Four on trial for 'China's 9-11' knife attack at Kunming train station

BEIJING (AFP) - With armed guards stationed inside the courtroom, four accused went on trial on Friday for a mass stabbing that killed 31 people in China, in an attack authorities blamed on separatists from largely Muslim Xinjiang.

The March 1 carnage at a train station in Kunming in south-western China, also saw more than 140 people wounded and was dubbed "China's 9-11" by state-run media.

The suspects, whose names appear to identify them as members of the Uighur minority, are accused of "leading a terrorist group" which planned and carried out the attack, Kunming's Intermediate Court said on a verified microblog account.

Four armed guards clad in dark clothing and holding automatic weapons were positioned inside the courtroom opposite the suspects, who had shaved heads and wore prison clothes, state broadcaster CCTV showed.
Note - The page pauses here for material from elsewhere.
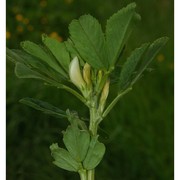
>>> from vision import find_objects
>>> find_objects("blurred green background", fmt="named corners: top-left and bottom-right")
top-left (6, 0), bottom-right (174, 180)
One of the accused was a woman.

Each of them had a separate dock, with two police officers sitting behind.

State prosecutors said three of the suspects - whose names were transliterated as Iskandar Ehet, Turgun Tohtunyaz and Hasayn Muhammad by the official news agency Xinhua - were arrested while attempting to cross China's border, according to the court.

The other accused, named as Patigul Tohti, took part in the attack, along with at least four other assailants whom police shot dead at the scene, prosecutors added.

Authorities had previously given the toll as 29, but the change indicated that two of the wounded had later died of their injuries.

More than 300 members of the public were present in court, Xinhua said, including some victims and their relatives.

Beijing blamed the attack on "separatists" from the resource-rich far western region of Xinjiang, where at least 200 have died in attacks and clashes between locals and security forces over the last year.

Militants from Xinjiang were accused of organising an explosive attack in the regional capital Urumqi which killed 31 people in May, and a suicide car crash in Beijing's Tiananmen Square last year.

The Kunming mass knifing was the biggest-ever violent incident against civilians outside the region.

Death penalty

China's courts have a near-100 per cent conviction rate and the death penalty is regularly handed down in terrorism cases. China last month announced the executions of eight people for "terrorist attacks", including three it described as "masterminding" the car crash in Tiananmen Square. That came after 13 people were executed in June for attacks in Xinjiang.

Xinjiang, a resource-rich region which abuts Central Asia, is home to several ethnic minorities with strong cultural ties to neighbouring states such as Uzbekistan and Kazakhstan.

Uighurs, who are mostly Muslim, are its largest ethnic group but many resent decades of immigration by China's Han majority. They say it has brought economic inequality and discrimination, as well as cultural repression such as a campaign to stop the Islamic practice of women covering their faces.

China counters that it plays a positive role and has brought about development and improvements to health and living standards. Beijing regularly accuses what it says are exiled Uighur separatist groups such as the East Turkestan Islamic Movement (ETIM) and the Turkestan Islamic Party (TIP) as being behind terrorism.

But overseas experts doubt the strength of the groups and their links to global terrorism, with some arguing China exaggerates the threat to justify tough security measures in Xinjiang.